Search code examples
pythoncluster-analysistopic-modeling

Topic modelling many documents with low memory overhead


I've been working on a topic modelling project using BERTopic 0.16.3, and the preliminary results were promising. However, as the project progressed and the requirements became apparent, I ran into a specific issue with scalability.

Specifically:

  • For development/testing, it needs to train reasonably quickly on a moderate number of documents (tens of thousands to low hundred thousands)
    • Our dev machines are Macs, so this probably has to be done on CPU
  • For production, it needs to train on a large number of documents (several million) without blowing up memory usage
    • For a baseline, with the default settings on my machine, BERTopic has a peak memory usage of roughly 35 kB per document, which easily becomes hundreds of GBs or even TBs for the amount of data that will be provided in production
    • Ideally, this would have peak memory usage sublinear in the number of documents.

That last requirement necessitates batching the documents, since loading them all into memory at once requires linear memory. So, I've been looking into clustering algorithms that work with online topic modelling. BERTopic's documentation suggests scikit-learn's MiniBatchKMeans, but the results I'm getting from that aren't very good.

Some models I've looked at include:

  • Birch via scikit-learn: uses even more memory than BERTopic's default HDBSCAN even when batched. Also runs much slower.
  • IncrementalDBSCAN via incdbscan: Seemed promising at first, but the runtime and eventually memory ballooned. For ~120k documents in batches of 5000, it didn't use more than 4GB of RAM in the first 3½ hours, but didn't finish within ten hours, and used nearly 40GB of RAM at some point in the middle.
  • AgglomerativeClustering via scikit-learn: gave very good results from initial testing (perhaps even better than HDBSCAN), but it doesn't implement the partial_fit method. I found this answer on a different question which suggests it's possible to train two of them using single linkage independently and then merge them, but it gives no indication as to how.
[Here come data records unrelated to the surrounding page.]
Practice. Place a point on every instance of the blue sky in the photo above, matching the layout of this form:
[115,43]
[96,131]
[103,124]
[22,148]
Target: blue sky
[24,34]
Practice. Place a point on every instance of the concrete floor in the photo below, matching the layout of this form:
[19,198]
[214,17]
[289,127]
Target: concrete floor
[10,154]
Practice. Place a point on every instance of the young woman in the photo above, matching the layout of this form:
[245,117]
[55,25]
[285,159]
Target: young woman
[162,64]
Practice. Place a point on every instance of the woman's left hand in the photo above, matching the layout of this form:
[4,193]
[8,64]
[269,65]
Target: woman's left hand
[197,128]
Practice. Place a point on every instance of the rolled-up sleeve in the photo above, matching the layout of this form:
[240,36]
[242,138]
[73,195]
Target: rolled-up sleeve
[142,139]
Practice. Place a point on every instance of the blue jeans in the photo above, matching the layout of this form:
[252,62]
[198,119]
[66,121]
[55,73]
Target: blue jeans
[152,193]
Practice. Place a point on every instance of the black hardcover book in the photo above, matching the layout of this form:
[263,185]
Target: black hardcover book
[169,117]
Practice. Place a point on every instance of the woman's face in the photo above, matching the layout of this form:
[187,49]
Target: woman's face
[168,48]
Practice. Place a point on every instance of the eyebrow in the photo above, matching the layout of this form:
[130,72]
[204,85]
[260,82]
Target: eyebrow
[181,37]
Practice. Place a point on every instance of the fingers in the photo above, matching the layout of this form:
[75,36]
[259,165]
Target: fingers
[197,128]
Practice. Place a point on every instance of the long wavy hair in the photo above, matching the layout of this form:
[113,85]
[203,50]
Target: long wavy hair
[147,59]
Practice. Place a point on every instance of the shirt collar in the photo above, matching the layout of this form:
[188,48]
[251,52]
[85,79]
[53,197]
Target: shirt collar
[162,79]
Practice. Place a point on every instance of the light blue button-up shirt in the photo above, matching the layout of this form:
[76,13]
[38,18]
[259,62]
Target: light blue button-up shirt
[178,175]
The latter two also don't provide the predict method, limiting their utility.

I am fairly new to the subject, so perhaps I'm approaching this completely wrong and the immediate problem I'm trying to solve has no solution. So to be clear, at the base level, the question I'm trying to answer is: How do I perform topic modelling (and get good results) on a large number of documents without using too much memory?


Solution

  • In general, advanced techniques like UMAP and HDBSCAN are helpful in producing high quality results on larger datasets but will take more memory. Unless it's absolutely required, you may want to consider relaxing this constraint for the sake of performance, real-world human time, and actual cost (hourly instance or otherwise).

    At this scale for a workflow you expect to go to production, rather than trying to work around this in software it may be easier to switch hardware. The GPU-accelerated UMAP and HDBSCAN in cuML can handle this much data very quickly -- quick enough that it's probably worth considering renting a GPU-enabled system if you don't have one locally.

    For the following example, I took a sample of one million Amazon reviews, encoded them into embeddings (384 dimensions), and used the GPU UMAP and HDBSCAN in the current cuML release (v24.08). I ran this on a system with an H100 GPU.

    from bertopic import BERTopic
    from sentence_transformers import SentenceTransformer
    import pandas as pd
    from cuml.manifold.umap import UMAP
    from cuml.cluster import HDBSCAN
    
    df = pd.read_json("Electronics.json.gz", lines=True, nrows=1000000)
    reviews = df.reviewText.tolist()
    
    # Create embeddings
    sentence_model = SentenceTransformer("all-MiniLM-L6-v2")
    embeddings = sentence_model.encode(reviews, batch_size=1024, show_progress_bar=True)
    
    reducer = UMAP(n_components=5)
    %time reduced_embeddings = reducer.fit_transform(embeddings)
    CPU times: user 1min 33s, sys: 7.2 s, total: 1min 40s
    Wall time: 7.31 s
    
    clusterer = HDBSCAN()
    %time clusterer.fit(reduced_embeddings)
    CPU times: user 21.5 s, sys: 125 ms, total: 21.6 s
    Wall time: 21.6 s
    

    There's an example of how to run these steps on GPUs in the BERTopic FAQs.

    I work on these projects at NVIDIA and am a community contributor to BERTopic, so if you run into any issues please let me know and file a Github issue.